Dissecting cellulitis of the scalp (DCS) is a follicular occlusion disorder that may progressively lead to scarring alopecia. It presents as multifocal painful nodules and boggy plaques with alopecia which is reversible in early disease, but can become scarring in longstanding lesions.1 Dermoscopy is an useful non-invasive method for diagnosis and management of hair and scalp disorders, including cicatricial alopecia, such as lichen planopilaris, lupus erythematosus, and folliculitis decalvans.2–5
We first report here the dermoscopy features in 6 patients with DCS. The patients included 5 males and 1 female aged 26–46 years. These included 1 Caucasian male and 5 African Americans. All patients presented with multiple patches of alopecia overlying painful scalp nodules (Fig. 1). Duration of the disease ranged from 3 months to 3 years.

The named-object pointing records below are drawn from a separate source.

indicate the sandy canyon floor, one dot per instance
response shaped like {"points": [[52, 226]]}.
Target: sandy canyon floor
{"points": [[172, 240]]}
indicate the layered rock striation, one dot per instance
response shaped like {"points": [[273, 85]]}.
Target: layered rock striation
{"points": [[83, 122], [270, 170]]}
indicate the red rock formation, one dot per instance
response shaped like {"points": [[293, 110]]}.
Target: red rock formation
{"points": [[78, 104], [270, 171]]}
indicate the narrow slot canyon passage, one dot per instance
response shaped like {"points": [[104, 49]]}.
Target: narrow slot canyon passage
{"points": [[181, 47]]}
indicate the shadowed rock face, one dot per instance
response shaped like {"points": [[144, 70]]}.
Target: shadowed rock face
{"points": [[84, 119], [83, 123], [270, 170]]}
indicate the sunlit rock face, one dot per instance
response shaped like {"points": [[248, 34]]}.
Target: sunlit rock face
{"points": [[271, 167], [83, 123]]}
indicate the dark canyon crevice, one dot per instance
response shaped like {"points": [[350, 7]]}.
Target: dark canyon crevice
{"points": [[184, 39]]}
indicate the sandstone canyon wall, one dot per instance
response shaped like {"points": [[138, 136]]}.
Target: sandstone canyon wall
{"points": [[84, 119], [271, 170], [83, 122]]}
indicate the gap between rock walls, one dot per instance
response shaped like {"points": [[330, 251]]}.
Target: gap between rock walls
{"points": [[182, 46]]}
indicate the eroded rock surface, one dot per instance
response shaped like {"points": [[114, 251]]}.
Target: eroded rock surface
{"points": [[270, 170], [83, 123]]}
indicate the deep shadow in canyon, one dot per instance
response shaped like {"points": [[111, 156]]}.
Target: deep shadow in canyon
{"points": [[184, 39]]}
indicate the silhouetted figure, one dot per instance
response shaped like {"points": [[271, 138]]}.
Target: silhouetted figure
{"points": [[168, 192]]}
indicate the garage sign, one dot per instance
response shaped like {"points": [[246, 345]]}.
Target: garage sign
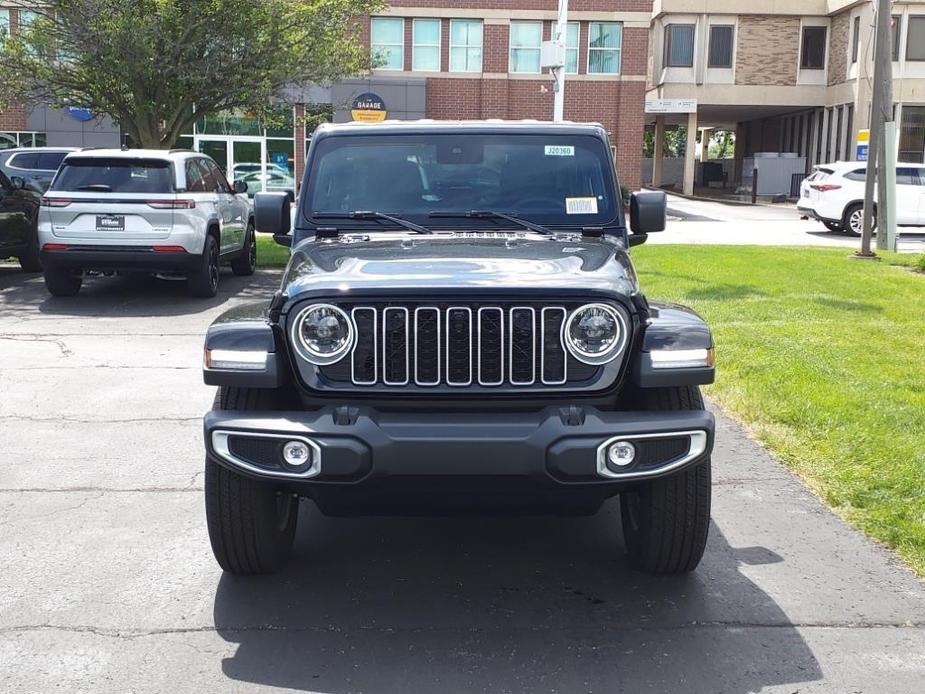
{"points": [[368, 108]]}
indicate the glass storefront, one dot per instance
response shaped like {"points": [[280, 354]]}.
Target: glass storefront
{"points": [[260, 153]]}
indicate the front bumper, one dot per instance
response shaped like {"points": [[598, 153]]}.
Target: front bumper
{"points": [[121, 258], [554, 448]]}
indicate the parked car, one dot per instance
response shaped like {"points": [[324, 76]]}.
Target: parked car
{"points": [[19, 208], [36, 166], [445, 343], [834, 195], [144, 211]]}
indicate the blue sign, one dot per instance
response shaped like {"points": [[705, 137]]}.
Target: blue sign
{"points": [[81, 114]]}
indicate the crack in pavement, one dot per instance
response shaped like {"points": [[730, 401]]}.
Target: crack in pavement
{"points": [[134, 633]]}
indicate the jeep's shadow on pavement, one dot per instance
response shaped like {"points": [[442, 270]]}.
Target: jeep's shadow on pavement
{"points": [[502, 604], [128, 295]]}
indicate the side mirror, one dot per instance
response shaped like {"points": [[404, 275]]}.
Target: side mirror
{"points": [[648, 212], [272, 216]]}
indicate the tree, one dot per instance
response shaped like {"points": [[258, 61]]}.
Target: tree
{"points": [[157, 66]]}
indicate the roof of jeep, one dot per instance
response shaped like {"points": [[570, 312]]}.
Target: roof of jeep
{"points": [[471, 126]]}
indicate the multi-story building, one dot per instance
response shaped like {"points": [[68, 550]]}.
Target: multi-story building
{"points": [[792, 76], [435, 59]]}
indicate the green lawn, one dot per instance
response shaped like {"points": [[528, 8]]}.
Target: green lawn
{"points": [[821, 356]]}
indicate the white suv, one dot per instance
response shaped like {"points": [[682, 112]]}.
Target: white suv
{"points": [[834, 194], [153, 211]]}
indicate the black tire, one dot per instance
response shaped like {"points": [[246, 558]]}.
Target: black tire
{"points": [[30, 260], [666, 521], [853, 219], [204, 281], [246, 263], [62, 282], [251, 523]]}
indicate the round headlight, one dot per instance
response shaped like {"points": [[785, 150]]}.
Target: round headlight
{"points": [[595, 333], [323, 334]]}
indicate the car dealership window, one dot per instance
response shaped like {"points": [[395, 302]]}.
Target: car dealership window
{"points": [[425, 48], [572, 34], [679, 45], [720, 53], [465, 45], [812, 48], [605, 41], [388, 40], [526, 38]]}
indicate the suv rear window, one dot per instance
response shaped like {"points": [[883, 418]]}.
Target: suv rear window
{"points": [[115, 175]]}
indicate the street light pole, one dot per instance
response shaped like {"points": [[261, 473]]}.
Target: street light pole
{"points": [[881, 111], [559, 34]]}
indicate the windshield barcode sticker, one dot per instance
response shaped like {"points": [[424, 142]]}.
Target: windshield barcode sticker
{"points": [[560, 151], [581, 206]]}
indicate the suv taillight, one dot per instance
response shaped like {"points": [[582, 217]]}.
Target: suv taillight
{"points": [[172, 204]]}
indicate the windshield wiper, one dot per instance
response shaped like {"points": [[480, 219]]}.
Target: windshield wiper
{"points": [[489, 214], [372, 214]]}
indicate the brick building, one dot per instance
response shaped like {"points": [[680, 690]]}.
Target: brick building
{"points": [[435, 59]]}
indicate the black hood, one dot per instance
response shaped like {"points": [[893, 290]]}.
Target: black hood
{"points": [[455, 261]]}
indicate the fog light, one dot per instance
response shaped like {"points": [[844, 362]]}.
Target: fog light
{"points": [[297, 454], [621, 453]]}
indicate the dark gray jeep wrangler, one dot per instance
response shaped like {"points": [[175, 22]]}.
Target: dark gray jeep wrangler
{"points": [[459, 329]]}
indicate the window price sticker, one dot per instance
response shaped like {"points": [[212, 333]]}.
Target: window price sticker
{"points": [[560, 151], [581, 206]]}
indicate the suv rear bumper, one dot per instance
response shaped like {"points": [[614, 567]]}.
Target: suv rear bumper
{"points": [[555, 448], [109, 258]]}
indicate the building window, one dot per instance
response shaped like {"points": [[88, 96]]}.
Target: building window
{"points": [[812, 48], [425, 48], [388, 42], [9, 140], [605, 43], [720, 46], [679, 45], [896, 23], [915, 38], [465, 45], [912, 132], [526, 38], [855, 39], [572, 34]]}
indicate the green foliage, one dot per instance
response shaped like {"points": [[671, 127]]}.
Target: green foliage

Dermoscopy of the alopecic patches showed yellow dots, red dots, empty follicular openings, black dots and cadaverized hairs (Fig. 2a). Exclamation mark hairs were absent.
(a) Dermoscopy showing yellow dots, empty follicular openings, black dots and cadaverized hairs, very similar to AA. Exclamation mark hairs were absent (dermoscopy, at 40× magnification). (b) Dermoscopy of follow-up, showing short regrowing hairs and dystrophic hairs (dermoscopy, at 70× magnification).
All patients used oral and topical antibiotics. Follow-up revealed partial hair regrowth in all cases. Dermoscopy was also useful in the short-term follow-up, showing short regrowing hairs and variable dystrophic hairs (Fig. 2b).
The dermoscopic patterns observed were very similar to those observed in non-scarring alopecias, simulating active lesions of alopecia areata (AA) in some cases, especially when the nodules were small.
Dermoscopy of AA have been widely described, and active lesions present black dots, tapering and broken hairs and short vellus hairs.6
We consider that early DCS might be included in the differential diagnosis of patch alopecia with the dermoscopic pattern similar to AA.
Histopathology showed in all cases preserved number of follicular units at the isthmus level and preserved follicular density (Fig. 3). There was an increased number of follicles in catagen/telogen phase and decreased number in anagen. On the average 33% were in telogen versus 67% in anagen which is a sign of shortened hair cycle and premature conversion to catagen. Pigment casts were observed in a few follicles as a result from abrupt transition of anagen into catagen. At the infundibular level some follicles showed dilated empty infundibular ostia filled with sebum and keratin, which corresponds to the yellow dots on dermoscopy. A prominent feature was the presence of dense inflammatory infiltrate at the level of the isthmus around the follicles and interstitial in the interfollicular deep reticular dermis. The infiltrate was composed of neutrophils, lymphocytes, histiocytes and many plasma cells as well as red blood cell extravasation. Another feature was the increased number of fibrovascular streamers (stelae) showing inflammatory cells (lymphoctyes and plasma cells) and dilated vessels.
Early DCS shows dermoscopic features of non-scarring alopecia with signs of anagen hair loss. We believe that the acute dermal inflammation cause acute anagen interruption in follicles with high mitotic activity (late anagen phases). Follicles in early anagen will enter prematurely into telogen. This explains dermoscopic and pathologic features observed in early lesions of DCS. Successful treatment of the disease at this stage is associated with complete hair regrowth.